Nobody Died, but the IRS Lied
By Peter Roff
The Obama administration reeks from a disturbing air of dishonesty.
It's not that they have not been truthful about policy matters, like how much the president's health care reform is really going to cost or whether Obama told the truth that he would not propose raising taxes on anyone making less than $250,000 per year while campaigning in 2008. They haven't, but the real stench is coming from the way the government's business – the people's business – is being conducted.
Obama and his aides are proving consistently untrustworthy, something Wednesday's congressional hearings featuring administration whistleblowers brought home sharply. The events in Benghazi that led to the murder of four Americans, including the U.S. ambassador to Libya, did not go down the way administration officials repeatedly said at the time they did.
The latest outrage is the U.S. Internal Revenue Service's admission Friday, after months of denials, that conservative groups were in fact singled out for special attention and scrutiny in the months leading up to the president's 2012 re-election.
The charge that something nefarious was afoot at the IRS was dismissed at the time it was made by the administration and by investigative reporters in Washington. To them it sounded like partisan background noise issuing from attention-seekers looking to raise money and cause trouble for Obama.
The idea that low-level agency employees operating out of Ohio made the decision by themselves to "slow walk" applications through the process, which is what the IRS alleges occurred, is simply not credible and no one, not Congress, not the media, and not the American people should take it at face value.
One person who is not going to let the issue pass is U.S. Rep. Charles Boustany, R-La., who, after the IRS admitted it had been in the wrong, sent a letter insisting the IRS provide copies to the House Ways and Means Committee of all correspondence containing the words "tea party," "patriot" or "conservative," as well as the names and titles of any agency employees involved in delaying the approval of the applications in question.
"Since the inception of this investigation, the Ways and Means Committee has persistently pushed the IRS to explain why it appeared to be unfairly targeting some political groups over others – a charge they repeatedly denied," Boustany wrote. My greatest concern is what would have come from this blatant abuse of power if members of Congress, as well as others, had not spoken up and stepped in to question the IRS about these activities.
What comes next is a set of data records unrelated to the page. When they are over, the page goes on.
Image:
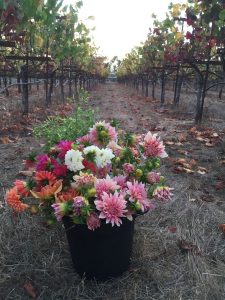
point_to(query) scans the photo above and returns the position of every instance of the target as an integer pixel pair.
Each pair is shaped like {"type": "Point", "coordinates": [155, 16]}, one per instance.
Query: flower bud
{"type": "Point", "coordinates": [138, 173]}
{"type": "Point", "coordinates": [91, 192]}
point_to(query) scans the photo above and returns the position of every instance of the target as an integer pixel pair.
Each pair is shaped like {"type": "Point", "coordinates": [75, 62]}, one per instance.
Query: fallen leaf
{"type": "Point", "coordinates": [179, 144]}
{"type": "Point", "coordinates": [168, 143]}
{"type": "Point", "coordinates": [192, 199]}
{"type": "Point", "coordinates": [181, 169]}
{"type": "Point", "coordinates": [202, 169]}
{"type": "Point", "coordinates": [172, 229]}
{"type": "Point", "coordinates": [181, 151]}
{"type": "Point", "coordinates": [201, 172]}
{"type": "Point", "coordinates": [186, 246]}
{"type": "Point", "coordinates": [30, 290]}
{"type": "Point", "coordinates": [5, 140]}
{"type": "Point", "coordinates": [207, 198]}
{"type": "Point", "coordinates": [220, 185]}
{"type": "Point", "coordinates": [181, 161]}
{"type": "Point", "coordinates": [193, 162]}
{"type": "Point", "coordinates": [182, 137]}
{"type": "Point", "coordinates": [200, 139]}
{"type": "Point", "coordinates": [208, 144]}
{"type": "Point", "coordinates": [215, 134]}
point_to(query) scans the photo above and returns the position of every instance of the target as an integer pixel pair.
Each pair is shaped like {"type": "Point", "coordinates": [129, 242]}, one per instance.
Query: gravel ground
{"type": "Point", "coordinates": [178, 250]}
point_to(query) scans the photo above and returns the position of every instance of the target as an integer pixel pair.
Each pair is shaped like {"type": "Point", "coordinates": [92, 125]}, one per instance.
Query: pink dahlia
{"type": "Point", "coordinates": [85, 139]}
{"type": "Point", "coordinates": [128, 168]}
{"type": "Point", "coordinates": [22, 188]}
{"type": "Point", "coordinates": [153, 147]}
{"type": "Point", "coordinates": [116, 149]}
{"type": "Point", "coordinates": [84, 179]}
{"type": "Point", "coordinates": [63, 147]}
{"type": "Point", "coordinates": [43, 161]}
{"type": "Point", "coordinates": [60, 209]}
{"type": "Point", "coordinates": [93, 221]}
{"type": "Point", "coordinates": [137, 193]}
{"type": "Point", "coordinates": [78, 203]}
{"type": "Point", "coordinates": [112, 208]}
{"type": "Point", "coordinates": [162, 193]}
{"type": "Point", "coordinates": [105, 185]}
{"type": "Point", "coordinates": [59, 170]}
{"type": "Point", "coordinates": [153, 177]}
{"type": "Point", "coordinates": [121, 181]}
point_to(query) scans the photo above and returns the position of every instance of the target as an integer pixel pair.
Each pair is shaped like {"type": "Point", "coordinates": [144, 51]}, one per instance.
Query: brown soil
{"type": "Point", "coordinates": [178, 248]}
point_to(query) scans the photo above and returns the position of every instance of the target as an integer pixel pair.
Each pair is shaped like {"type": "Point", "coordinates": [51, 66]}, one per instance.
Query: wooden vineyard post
{"type": "Point", "coordinates": [18, 81]}
{"type": "Point", "coordinates": [146, 87]}
{"type": "Point", "coordinates": [61, 83]}
{"type": "Point", "coordinates": [163, 87]}
{"type": "Point", "coordinates": [24, 77]}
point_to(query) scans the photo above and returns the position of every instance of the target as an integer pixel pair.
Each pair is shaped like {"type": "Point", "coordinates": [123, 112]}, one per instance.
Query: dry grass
{"type": "Point", "coordinates": [188, 264]}
{"type": "Point", "coordinates": [159, 269]}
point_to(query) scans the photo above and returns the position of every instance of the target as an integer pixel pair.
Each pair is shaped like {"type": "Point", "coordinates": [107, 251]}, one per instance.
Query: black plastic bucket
{"type": "Point", "coordinates": [102, 253]}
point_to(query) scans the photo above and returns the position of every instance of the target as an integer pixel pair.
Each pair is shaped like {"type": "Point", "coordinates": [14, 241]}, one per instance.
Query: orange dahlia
{"type": "Point", "coordinates": [67, 195]}
{"type": "Point", "coordinates": [13, 200]}
{"type": "Point", "coordinates": [42, 176]}
{"type": "Point", "coordinates": [48, 191]}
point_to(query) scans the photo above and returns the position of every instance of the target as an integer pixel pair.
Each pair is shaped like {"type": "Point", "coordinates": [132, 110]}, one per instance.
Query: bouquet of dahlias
{"type": "Point", "coordinates": [101, 177]}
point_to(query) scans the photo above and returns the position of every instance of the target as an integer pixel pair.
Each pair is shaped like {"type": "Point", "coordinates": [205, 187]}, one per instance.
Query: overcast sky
{"type": "Point", "coordinates": [120, 24]}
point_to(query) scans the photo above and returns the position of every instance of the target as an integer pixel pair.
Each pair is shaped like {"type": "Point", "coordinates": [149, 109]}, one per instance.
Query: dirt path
{"type": "Point", "coordinates": [178, 248]}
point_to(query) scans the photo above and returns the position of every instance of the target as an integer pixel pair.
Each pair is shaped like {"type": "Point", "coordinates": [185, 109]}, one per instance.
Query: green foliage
{"type": "Point", "coordinates": [59, 128]}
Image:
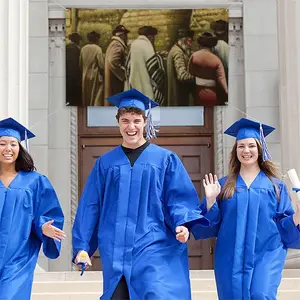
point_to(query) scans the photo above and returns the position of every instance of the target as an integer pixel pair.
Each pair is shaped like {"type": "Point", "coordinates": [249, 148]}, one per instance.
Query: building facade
{"type": "Point", "coordinates": [264, 71]}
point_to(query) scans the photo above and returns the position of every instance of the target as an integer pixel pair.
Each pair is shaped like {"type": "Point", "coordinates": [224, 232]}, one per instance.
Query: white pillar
{"type": "Point", "coordinates": [14, 60]}
{"type": "Point", "coordinates": [3, 59]}
{"type": "Point", "coordinates": [289, 96]}
{"type": "Point", "coordinates": [289, 58]}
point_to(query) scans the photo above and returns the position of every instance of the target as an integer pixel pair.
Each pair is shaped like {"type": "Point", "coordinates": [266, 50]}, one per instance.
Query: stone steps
{"type": "Point", "coordinates": [71, 286]}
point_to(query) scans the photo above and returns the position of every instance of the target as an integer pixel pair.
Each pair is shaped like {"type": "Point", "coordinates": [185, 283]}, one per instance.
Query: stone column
{"type": "Point", "coordinates": [289, 94]}
{"type": "Point", "coordinates": [14, 29]}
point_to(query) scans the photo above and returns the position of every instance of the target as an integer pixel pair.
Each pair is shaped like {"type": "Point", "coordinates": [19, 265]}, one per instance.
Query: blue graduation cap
{"type": "Point", "coordinates": [12, 128]}
{"type": "Point", "coordinates": [245, 128]}
{"type": "Point", "coordinates": [134, 98]}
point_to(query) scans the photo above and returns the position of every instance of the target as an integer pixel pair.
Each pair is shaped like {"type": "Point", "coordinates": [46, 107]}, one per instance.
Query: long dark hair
{"type": "Point", "coordinates": [24, 161]}
{"type": "Point", "coordinates": [268, 167]}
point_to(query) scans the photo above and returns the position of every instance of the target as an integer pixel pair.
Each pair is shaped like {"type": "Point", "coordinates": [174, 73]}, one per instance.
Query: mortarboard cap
{"type": "Point", "coordinates": [12, 128]}
{"type": "Point", "coordinates": [245, 128]}
{"type": "Point", "coordinates": [134, 98]}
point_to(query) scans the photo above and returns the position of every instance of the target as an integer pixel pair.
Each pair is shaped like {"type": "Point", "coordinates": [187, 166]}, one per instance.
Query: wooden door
{"type": "Point", "coordinates": [194, 146]}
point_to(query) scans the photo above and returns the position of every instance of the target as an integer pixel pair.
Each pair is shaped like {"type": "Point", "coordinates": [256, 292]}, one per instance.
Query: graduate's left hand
{"type": "Point", "coordinates": [53, 232]}
{"type": "Point", "coordinates": [182, 234]}
{"type": "Point", "coordinates": [296, 216]}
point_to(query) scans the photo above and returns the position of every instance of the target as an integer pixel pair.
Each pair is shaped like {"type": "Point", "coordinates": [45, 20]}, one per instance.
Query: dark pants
{"type": "Point", "coordinates": [121, 291]}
Boustany called the IRS' response to the matter "unacceptable" and promised to "continue to work to ensure there are protections in place so no American, regardless of political affiliation, has their right to free speech threatened by the IRS."
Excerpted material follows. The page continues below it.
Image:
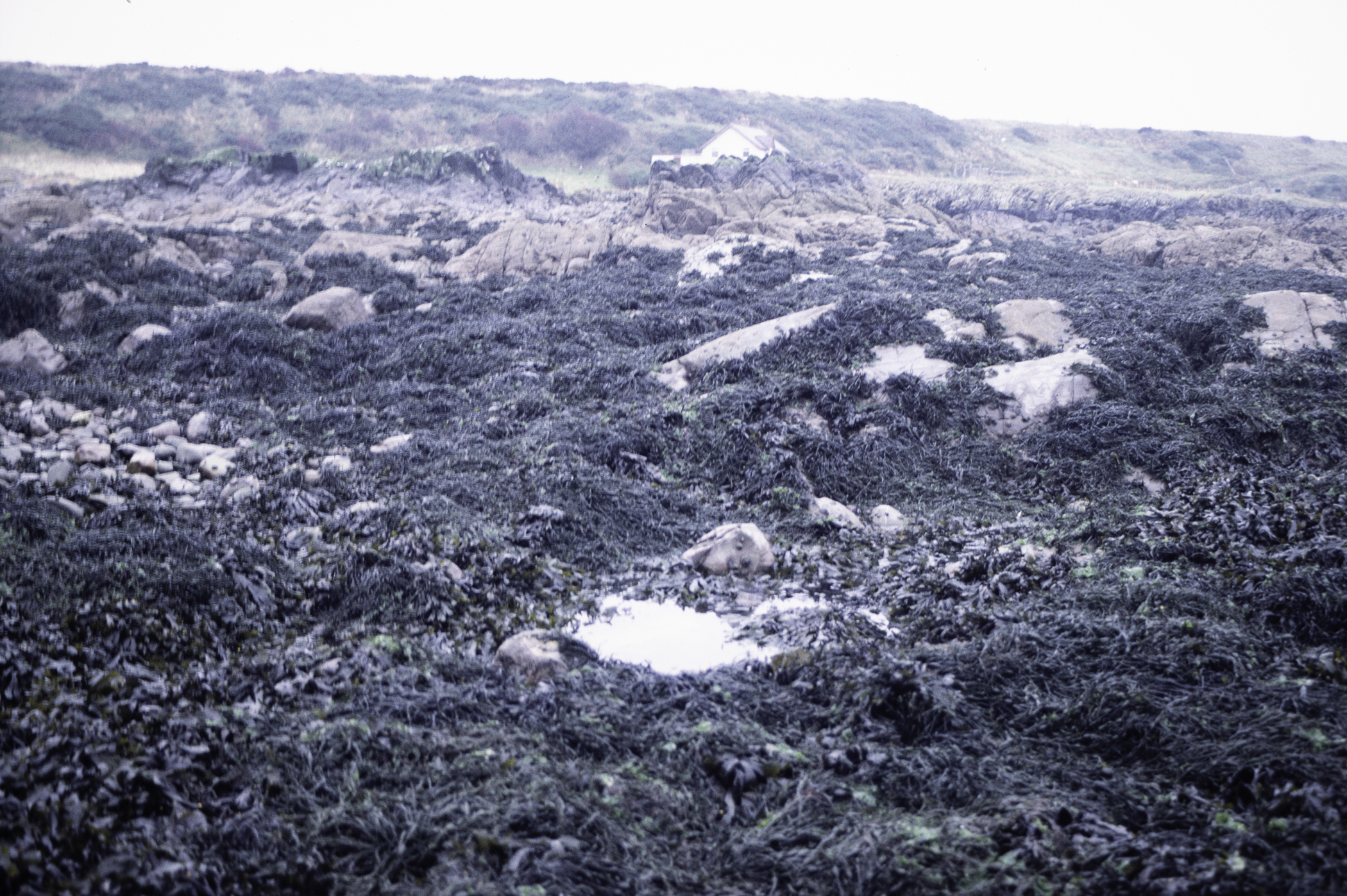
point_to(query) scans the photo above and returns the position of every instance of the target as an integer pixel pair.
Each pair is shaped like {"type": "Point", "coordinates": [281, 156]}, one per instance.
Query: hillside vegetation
{"type": "Point", "coordinates": [593, 134]}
Boustany and others are right when they call the IRS' actions a "blatant abuse of power." It's important to ask questions about who knew about it, who ordered it, who helped cover it up and who decided to lie to Congress. The administration's allies will try to write this off as a small, insignificant thing that is more partisan, more political in the reaction than in the commission of whatever minor offense might have occurred. They are only deluding themselves which, in private moments, one hopes they will have the intellectual integrity to at least admit to themselves.
When in trouble, it went in the Clinton years, the strategy was to "deny, deny, deny." Under Obama it has evolved to "point the finger of blame at the victim then change the subject." At some point it is all going to catch up with them. The American people may not be able to understand all the minute details of Solyndra or Benghazi and may not be able to follow all the threads, but they do understand using the IRS for political purposes. And that may be the administration's downfall.